Tangerang Selatan, NU Online
Dosen Pascasarjana Universitas Nahdlatul Ulama Indonesia (Unusia) Jakarta Ngatawi Al-Zastrouw menyebut, mereka yang kerap kali mengkritik Islam Nusantara tidak lah benar-benar paham tentang konsep yang diusung Nahdlatul Ulama itu. 

“Rata-rata pengkritik Islam Nusantara adalah tidak paham. Dia bikin definisi sendiri (tentang Islam Nusantara), merekonstruksi sendiri, lalu dia kritik sendiri,” kata Zastrouw saat menjadi pembicara dalam sebuah diskusi di Sekretariat Islam Nusantara Center (INC) Tangerang Selatan, Sabtu (7/7).

Para pengkritik umumnya menuduh Islam Nusantara sebagai ‘mazhab baru’, anti-Arab, bid’ah, dan lain sebagainya. Zastrouw menyangkal tuduhan-tuduhan itu. Baginya, Islam Nusantara bukan lah sebuah mazhab baru dan tidak anti-Arab. 

“Dia (pengkritik Islam Nusantara) tidak bisa membedakan Arab dan Arabisme, Islam dan Islamisme,” jelas ketua Lesbumi NU periode 2004-2009 ini. 

Senada dengan Zastrouw, penulis buku Masterpiece Islam Nusantara, Zainul Milal Bizawie atau Gus Milal, juga menegaskan bahwa Islam Nusantara bukan lah Islam liberal sebagaimana yang dituduhkan para pengkritik. Menurutnya, Islam Nusantara merupakan khazanah peradaban yang ada di wilayah Nusantara.

“Tidak ada kaitannya dengan Islam liberal, tapi ini upaya kita menggali praktik keislaman kita di Nusantara,” terang Gus Milal.

Menurutnya, Islam sudah masuk Nusantara sejak abad ketujuh Masehi atau pertama Hijriyah. Namun dakwah Islam kurang begitu berkembang hingga abad ke-14 hingga akhirnya datang lah era Wali Songo. Pada era ini, Islam berkembang sangat pesat dan diterima dengan baik oleh masyarakat lokal yang beragama Hindu-Budha. 

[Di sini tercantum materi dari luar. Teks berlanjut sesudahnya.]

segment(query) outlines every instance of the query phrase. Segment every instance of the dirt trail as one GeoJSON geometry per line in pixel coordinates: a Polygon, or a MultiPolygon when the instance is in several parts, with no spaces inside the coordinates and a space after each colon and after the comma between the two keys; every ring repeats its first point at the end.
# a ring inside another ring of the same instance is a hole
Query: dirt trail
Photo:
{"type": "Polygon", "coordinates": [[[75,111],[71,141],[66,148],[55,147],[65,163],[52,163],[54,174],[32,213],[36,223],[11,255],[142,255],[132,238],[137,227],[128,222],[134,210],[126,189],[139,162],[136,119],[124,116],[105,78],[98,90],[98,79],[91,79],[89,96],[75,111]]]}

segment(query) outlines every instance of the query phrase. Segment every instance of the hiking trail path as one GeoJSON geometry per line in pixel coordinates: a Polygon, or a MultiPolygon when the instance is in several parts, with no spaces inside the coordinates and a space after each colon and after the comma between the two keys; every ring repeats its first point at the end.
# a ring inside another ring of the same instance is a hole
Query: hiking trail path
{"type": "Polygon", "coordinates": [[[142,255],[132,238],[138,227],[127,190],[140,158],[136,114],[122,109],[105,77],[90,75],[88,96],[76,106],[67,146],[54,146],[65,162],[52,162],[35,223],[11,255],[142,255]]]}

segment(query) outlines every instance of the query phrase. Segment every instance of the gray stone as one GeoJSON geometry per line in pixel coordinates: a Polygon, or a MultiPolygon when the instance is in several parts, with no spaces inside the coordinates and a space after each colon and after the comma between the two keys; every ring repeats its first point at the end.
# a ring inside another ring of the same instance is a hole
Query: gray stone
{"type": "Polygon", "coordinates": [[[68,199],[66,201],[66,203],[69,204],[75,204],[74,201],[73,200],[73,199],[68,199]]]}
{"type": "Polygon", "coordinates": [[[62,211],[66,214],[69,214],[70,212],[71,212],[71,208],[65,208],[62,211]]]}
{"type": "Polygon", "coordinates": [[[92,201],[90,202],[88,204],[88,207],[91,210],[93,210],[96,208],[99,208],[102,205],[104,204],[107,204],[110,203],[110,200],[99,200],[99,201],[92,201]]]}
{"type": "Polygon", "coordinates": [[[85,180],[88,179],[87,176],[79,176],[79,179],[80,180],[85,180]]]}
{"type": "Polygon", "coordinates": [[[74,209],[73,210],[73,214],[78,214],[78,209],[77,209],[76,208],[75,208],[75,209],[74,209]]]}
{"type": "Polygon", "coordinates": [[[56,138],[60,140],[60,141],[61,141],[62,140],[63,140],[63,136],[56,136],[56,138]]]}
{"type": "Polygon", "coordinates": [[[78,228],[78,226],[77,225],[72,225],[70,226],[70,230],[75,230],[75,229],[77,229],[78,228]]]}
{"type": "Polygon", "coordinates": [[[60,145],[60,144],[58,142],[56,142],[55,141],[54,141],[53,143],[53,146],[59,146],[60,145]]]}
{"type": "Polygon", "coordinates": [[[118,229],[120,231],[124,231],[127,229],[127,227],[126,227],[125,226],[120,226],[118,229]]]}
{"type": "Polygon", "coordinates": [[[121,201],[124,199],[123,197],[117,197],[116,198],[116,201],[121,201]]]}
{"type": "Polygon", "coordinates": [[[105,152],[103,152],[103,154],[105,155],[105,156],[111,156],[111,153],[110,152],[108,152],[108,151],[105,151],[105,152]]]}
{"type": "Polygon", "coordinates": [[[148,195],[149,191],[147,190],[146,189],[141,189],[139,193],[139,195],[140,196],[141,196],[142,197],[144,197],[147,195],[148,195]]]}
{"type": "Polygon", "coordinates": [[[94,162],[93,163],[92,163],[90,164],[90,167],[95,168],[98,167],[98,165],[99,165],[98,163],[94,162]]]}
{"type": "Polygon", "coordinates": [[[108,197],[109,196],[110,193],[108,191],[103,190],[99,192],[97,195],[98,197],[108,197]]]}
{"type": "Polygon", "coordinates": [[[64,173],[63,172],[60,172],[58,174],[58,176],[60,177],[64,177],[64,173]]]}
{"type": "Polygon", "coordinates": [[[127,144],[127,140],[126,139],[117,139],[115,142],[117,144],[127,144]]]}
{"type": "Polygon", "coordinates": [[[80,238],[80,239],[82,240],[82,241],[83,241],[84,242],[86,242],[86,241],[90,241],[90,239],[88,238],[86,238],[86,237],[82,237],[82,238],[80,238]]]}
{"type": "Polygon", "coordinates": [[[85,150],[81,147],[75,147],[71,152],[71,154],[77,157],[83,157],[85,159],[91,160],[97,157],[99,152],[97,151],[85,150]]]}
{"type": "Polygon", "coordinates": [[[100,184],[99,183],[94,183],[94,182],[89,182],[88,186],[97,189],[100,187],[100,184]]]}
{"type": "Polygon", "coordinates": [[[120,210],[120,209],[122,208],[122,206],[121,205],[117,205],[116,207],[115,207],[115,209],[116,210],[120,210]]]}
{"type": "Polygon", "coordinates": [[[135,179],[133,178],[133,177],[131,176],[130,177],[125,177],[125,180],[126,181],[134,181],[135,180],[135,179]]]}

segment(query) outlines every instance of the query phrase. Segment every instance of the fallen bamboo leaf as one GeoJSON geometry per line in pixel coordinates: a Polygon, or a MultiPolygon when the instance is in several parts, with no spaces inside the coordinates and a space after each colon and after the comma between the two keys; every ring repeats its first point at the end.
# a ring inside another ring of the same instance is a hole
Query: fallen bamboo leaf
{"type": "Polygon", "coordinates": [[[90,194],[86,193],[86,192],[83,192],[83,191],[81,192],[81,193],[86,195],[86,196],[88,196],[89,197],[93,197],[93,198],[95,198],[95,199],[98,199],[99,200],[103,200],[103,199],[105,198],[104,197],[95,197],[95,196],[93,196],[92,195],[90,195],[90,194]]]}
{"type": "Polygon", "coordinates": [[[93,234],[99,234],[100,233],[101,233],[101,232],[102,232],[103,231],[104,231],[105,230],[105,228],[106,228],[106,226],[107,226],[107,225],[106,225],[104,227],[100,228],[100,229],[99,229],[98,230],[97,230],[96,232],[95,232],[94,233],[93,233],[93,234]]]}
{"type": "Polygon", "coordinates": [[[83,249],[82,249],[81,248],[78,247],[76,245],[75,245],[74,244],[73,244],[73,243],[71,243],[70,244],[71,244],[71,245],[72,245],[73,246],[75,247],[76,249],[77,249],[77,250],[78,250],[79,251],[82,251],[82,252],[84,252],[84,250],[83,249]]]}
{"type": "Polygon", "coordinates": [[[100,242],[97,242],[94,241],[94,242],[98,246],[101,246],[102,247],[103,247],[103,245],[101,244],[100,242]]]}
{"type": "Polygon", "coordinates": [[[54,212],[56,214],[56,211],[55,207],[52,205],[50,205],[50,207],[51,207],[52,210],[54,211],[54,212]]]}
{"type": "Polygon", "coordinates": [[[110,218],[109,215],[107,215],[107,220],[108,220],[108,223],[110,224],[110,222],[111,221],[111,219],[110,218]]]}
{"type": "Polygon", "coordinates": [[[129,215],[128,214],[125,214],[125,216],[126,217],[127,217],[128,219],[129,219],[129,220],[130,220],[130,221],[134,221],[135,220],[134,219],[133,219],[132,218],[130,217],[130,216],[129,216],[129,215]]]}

Kesuksesan Wali Songo, imbuhnya, dikarenakan mereka mampu mendialektikan antara teks dan konteks, ajaran Islam dengan budaya setempat dan kearifan lokal. Bagi Gus Milal, apa yang dilakukan para Wali Songo itu merupakan cikal bakal dari Islam Nusantara.

Lebih lanjut, Gus Milal menyebutkan bahwa perwujudan dan muara dari Islam Nusantara adalah pesantren. Di sana, praktik-praktik keislaman dari ulama-ulama Nusantara terdahulu terwariskan hingga saat ini. 

“Di pesantren, sanad keilmuan dan kebudayaan terwariskan sehingga terus terjaga hingga hari ini,” ucapnya.

Sederhananya, Islam Nusantara adalah Islam yang dihayati dan dipraktikkan di Nusantara. Adapun muaranya adalah pesantren-pesantren yang diorganisir Nahdlatul Ulama. (Muchlishon)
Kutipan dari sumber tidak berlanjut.